Harrison and his colleagues analyzed zircon crystals found in 3 billion year old rocks from Western Australia. The rocks were formed from ancient magmas that had cooled and froze the mineral crystals in place. Using an ion microprobe, they bombarded the zircon with a beam of charged atoms (ions). The bombardment caused the zircon crystals to release their own ions and these were then analyzed using a mass spectrometer. The analysis showed the zircon crystals were more than 4 billion years old. It also showed the zircons had formed in an area where the heat flow was much lower than expected.

"The global average heat flow in the Earth's first 500 million years was thought to be about 200 to 300 milliwatts per meter squared," said Michelle Hopkins, a UCLA graduate student in Earth and space sciences, and the study's lead author. "Our zircons are indicating a heat flow of just 75 milliwatts per meter squared — the figure one would expect to find in subduction zones, where two plates converge, with one moving underneath the other."

The only places on Earth today where the average heat flow is one third that of the rest of the planet are in convergent plate-tectonic boundaries where magmas are forming.

Harrison published an earlier study in 2001 proving water was present early on the surface of the Earth during its formative years, and this current data strengthens his claim because plate tectonics can’t occur on a dry planet.

All this new information forces scientists to reevaluate their conception of how Earth appeared early in its formation.

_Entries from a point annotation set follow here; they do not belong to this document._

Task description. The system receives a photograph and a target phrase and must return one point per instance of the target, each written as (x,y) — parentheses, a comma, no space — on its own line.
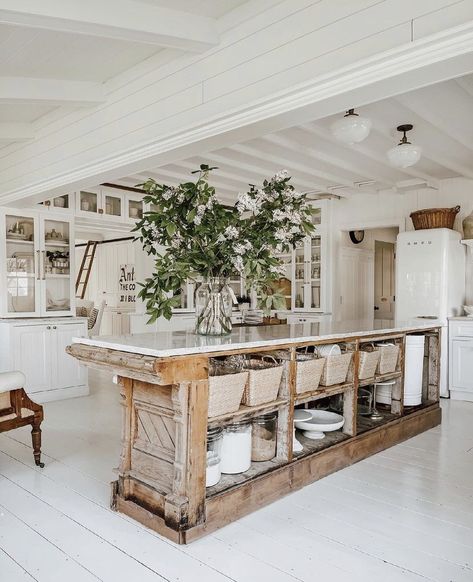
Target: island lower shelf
(162,470)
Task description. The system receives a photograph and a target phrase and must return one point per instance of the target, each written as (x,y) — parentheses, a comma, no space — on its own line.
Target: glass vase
(213,308)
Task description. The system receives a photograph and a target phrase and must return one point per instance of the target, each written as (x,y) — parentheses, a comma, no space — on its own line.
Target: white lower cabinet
(460,365)
(38,349)
(32,355)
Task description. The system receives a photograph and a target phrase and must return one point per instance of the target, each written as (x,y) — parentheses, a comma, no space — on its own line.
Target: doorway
(367,276)
(384,280)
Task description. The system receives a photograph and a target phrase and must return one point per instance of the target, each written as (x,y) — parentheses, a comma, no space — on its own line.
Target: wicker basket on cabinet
(264,379)
(225,393)
(389,355)
(308,372)
(434,217)
(336,369)
(368,363)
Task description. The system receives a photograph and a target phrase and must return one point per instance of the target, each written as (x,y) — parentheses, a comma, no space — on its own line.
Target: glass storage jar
(263,434)
(236,448)
(214,449)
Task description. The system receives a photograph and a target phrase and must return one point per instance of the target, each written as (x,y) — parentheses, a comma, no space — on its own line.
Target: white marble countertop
(41,320)
(178,343)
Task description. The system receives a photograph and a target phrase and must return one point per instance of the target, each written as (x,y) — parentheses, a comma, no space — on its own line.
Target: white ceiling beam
(50,91)
(16,132)
(363,150)
(118,19)
(294,145)
(329,181)
(173,178)
(256,172)
(298,138)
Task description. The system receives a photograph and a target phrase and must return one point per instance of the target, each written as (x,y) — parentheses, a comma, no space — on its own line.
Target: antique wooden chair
(16,410)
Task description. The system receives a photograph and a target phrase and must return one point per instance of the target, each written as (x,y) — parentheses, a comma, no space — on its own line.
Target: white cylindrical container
(236,448)
(384,392)
(413,369)
(214,446)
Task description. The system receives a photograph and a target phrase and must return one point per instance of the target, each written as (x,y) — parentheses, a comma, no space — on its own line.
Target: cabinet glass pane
(113,205)
(88,201)
(61,201)
(285,282)
(56,265)
(315,271)
(186,293)
(135,209)
(20,264)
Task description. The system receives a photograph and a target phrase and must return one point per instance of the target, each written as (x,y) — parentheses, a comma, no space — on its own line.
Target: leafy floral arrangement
(193,236)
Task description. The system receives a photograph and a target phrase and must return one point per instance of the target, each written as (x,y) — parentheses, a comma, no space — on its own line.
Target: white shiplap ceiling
(67,45)
(443,126)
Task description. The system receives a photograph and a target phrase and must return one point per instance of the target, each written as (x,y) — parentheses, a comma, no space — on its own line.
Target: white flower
(176,241)
(247,202)
(241,248)
(231,232)
(278,270)
(238,264)
(281,235)
(279,176)
(155,232)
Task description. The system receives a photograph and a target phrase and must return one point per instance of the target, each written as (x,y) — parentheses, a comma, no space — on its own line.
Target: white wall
(103,282)
(365,211)
(175,104)
(371,235)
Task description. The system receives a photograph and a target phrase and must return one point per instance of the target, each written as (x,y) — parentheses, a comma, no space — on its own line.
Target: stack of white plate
(254,316)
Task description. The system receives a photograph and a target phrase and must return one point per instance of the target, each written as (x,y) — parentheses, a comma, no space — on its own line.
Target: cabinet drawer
(462,364)
(461,328)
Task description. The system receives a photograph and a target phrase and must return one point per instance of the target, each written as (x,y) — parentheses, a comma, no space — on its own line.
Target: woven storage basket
(434,217)
(225,393)
(263,383)
(336,369)
(388,359)
(368,364)
(309,372)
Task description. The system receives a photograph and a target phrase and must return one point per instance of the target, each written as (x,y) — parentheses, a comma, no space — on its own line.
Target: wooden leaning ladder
(85,269)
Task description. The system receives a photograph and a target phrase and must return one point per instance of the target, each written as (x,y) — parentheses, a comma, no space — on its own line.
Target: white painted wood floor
(403,515)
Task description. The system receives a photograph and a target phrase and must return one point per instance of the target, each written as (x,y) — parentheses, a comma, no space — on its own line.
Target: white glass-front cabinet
(36,264)
(100,202)
(307,272)
(109,203)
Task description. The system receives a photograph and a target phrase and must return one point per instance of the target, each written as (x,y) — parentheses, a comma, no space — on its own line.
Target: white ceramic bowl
(322,421)
(328,350)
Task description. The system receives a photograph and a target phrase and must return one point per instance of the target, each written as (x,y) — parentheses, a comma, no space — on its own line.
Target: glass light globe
(352,128)
(404,155)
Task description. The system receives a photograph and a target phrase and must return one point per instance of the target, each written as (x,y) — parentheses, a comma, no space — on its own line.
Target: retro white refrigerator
(430,282)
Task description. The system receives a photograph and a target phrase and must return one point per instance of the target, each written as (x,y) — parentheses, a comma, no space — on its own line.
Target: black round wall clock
(357,236)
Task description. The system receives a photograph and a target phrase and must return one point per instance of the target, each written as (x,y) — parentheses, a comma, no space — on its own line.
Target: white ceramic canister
(236,448)
(413,370)
(214,448)
(328,350)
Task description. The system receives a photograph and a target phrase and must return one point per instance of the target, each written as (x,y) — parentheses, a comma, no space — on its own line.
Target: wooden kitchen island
(164,385)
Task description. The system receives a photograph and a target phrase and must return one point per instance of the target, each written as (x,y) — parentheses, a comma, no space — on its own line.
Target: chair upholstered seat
(11,381)
(17,409)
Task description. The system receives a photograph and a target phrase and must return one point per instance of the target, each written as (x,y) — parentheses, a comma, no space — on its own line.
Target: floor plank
(404,515)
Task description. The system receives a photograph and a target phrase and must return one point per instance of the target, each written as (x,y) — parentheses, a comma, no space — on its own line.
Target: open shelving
(355,424)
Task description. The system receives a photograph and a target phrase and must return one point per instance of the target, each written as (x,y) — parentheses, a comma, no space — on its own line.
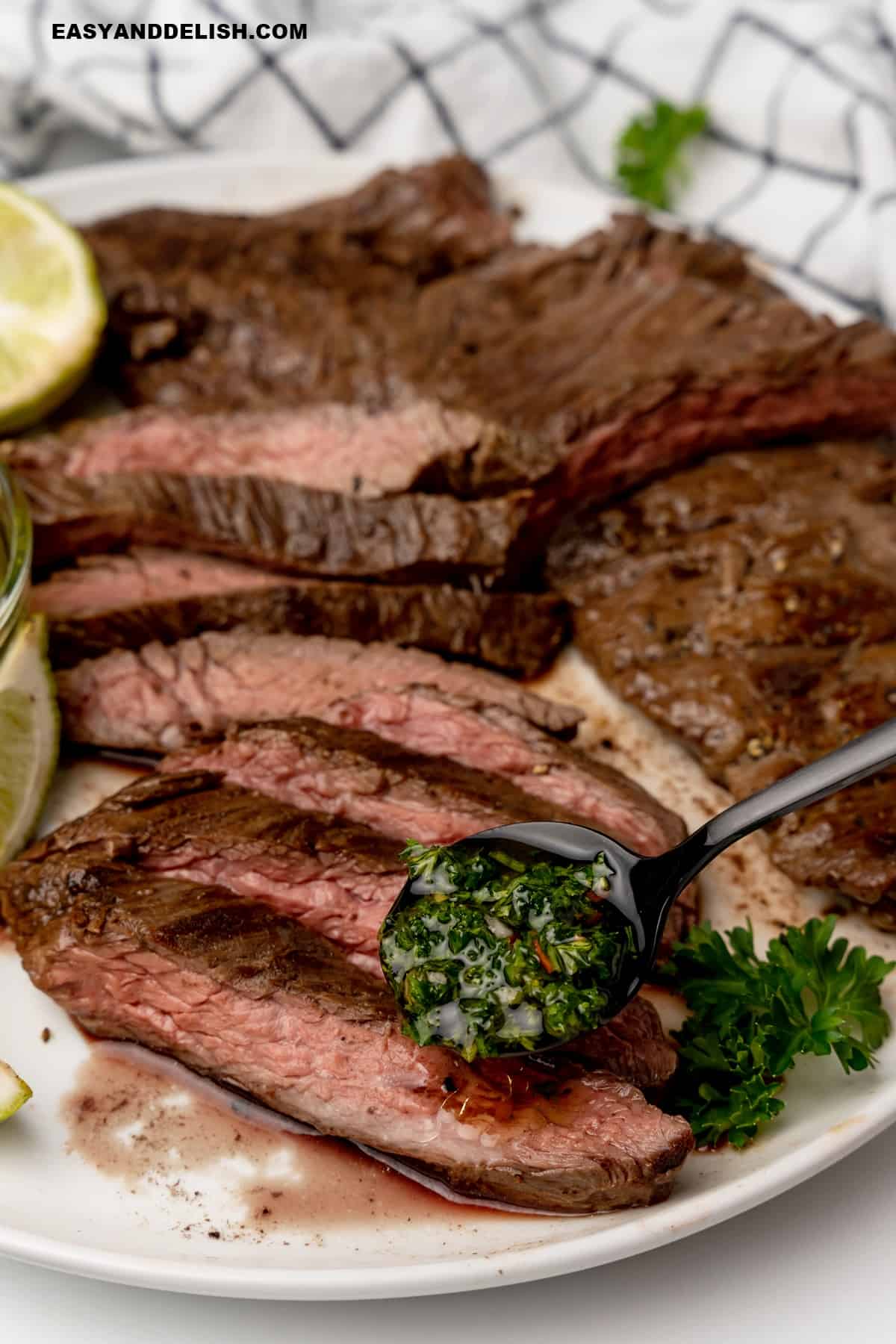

"Unlike the longstanding myth of a hellish, dry, desolate early Earth with no continents, it looks like as soon as the Earth formed, it fell into the same dynamic regime that continues today," Harrison said. "Plate tectonics was inevitable, life was inevitable. In the early Earth, there appear to have been oceans; there could have been life — completely contradictory to the cartoonish story we had been telling ourselves."

LINKS

Story in Science Daily
What is a geochemist?
More about heat flow
More about plate tectonics

Your Comments, Thoughts, Questions, Ideas

iowaboy's picture
iowaboy says:

nice to see the mention of wegener and continental drift, but when i think of plate tectonics i still think of what causes earthquakes. and i was unable to find any mention of earthquakes here.

posted on Fri, 12/05/2008 - 2:03pm
Liza's picture
Liza says:

Plate tectonics are responsible for quite a few phenomena, including but not limited to earthquakes. The really cool thing about this research is that it suggests that Earth wasn't a dry, hellish place during the earliest years of our planet. It was a place with water, which made possible the same kinds of rock processes that we see going on today. And that contradicts a bunch of previous scientific thinking about the evolution of our planet and the life dependent on it.

If you're still hungry for earthquake stories, though, there are LOTS of stories about earthquakes on Science Buzz.